We can compute the pre-breeding population size in t+1 as:

\[N_{t+1} = A_2 \times N'_t = \left[ \array{ s_0 & 0 & 0 \\ 0 & s_1 & s_2} \right] \times \left [ \array{N'^1_t \\ N'^2_t \\ N'^3_t} \right ] = \left [ \array{ s_0 N'^1_t \\ s_1 N'^2_t + s_2 N'^3_t} \right ] \]

Next, we compute post-breeding population size in t+1, \(N'_{t+1}\):

\[ N'_{t+1} = A_1 \times N_{t+1} = \left[ \array{ f_1 & f_2 \\ 1 & 0 \\ 0 & 1} \right] \left [ \array{ s_0 N'^1_{t+1} \\ s_1 N'^2_{t+1} + s_2 N'^3_{t+1}} \right ] = \left[ \array{ f_1 s_0 N'^1_{t+1} + f_2 (s_1N'^2_{t+1} + s_2 N'^3_{t+1}) \\ s_0 N'^1_{t+1} \\ s_1 N'^2_{t+1} + s_2 N'^3_{t+1} } \right] \]

We can combine the two transition matrices to compute \(N'_{t+1}\):

\[ A = A_1 \times A_2 = \left[ \array{ f_1 & f_2 \\ 1 & 0 \\ 0 & 1} \right] \left[ \array{ s_0 & 0 & 0 \\ 0 & s_1 & s_2} \right] = \left[ \array{f_1 s_0 & f_2 s_1 & f_2 s_2 \\ s_0 & 0 & 0 \\ 0 & s_1 & s_2} \right] \]
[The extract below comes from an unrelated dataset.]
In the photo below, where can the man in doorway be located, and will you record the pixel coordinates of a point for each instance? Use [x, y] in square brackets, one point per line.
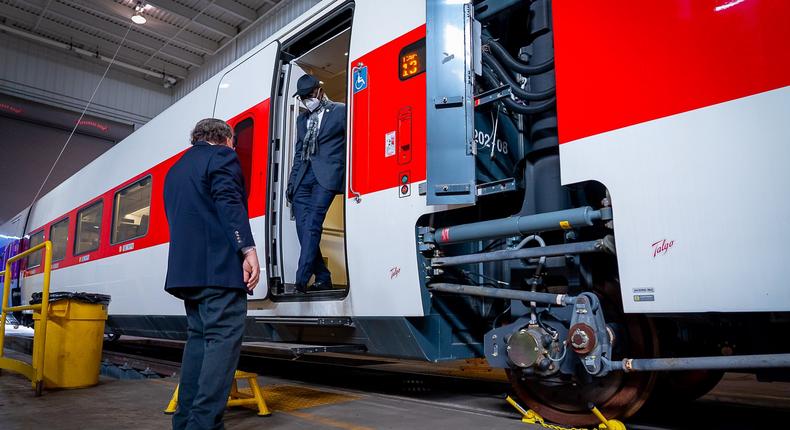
[316, 176]
[212, 266]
Then, \(N'_{t+1}\) can be computed as \(A \times N'_t\):

\[ N'_{t+1} = A \times N'_t = \left[ \array{f_1 s_0 & f_2 s_1 & f_2 s_2 \\ s_0 & 0 & 0 \\ 0 & s_1 & s_2} \right] \left[ \array{N'^1_t \\ N'^2_t \\ N'^3_t} \right] = \left[ \array{f_1 s_0 N'^1_t + f_2 s_1 N'^2_t + f_2 s_2 N'^3_t \\ s_0 N'^1_t \\ s_1 N'^2_t + s_2 N'^3_t} \right] \]

The result is the same as when computed in two steps.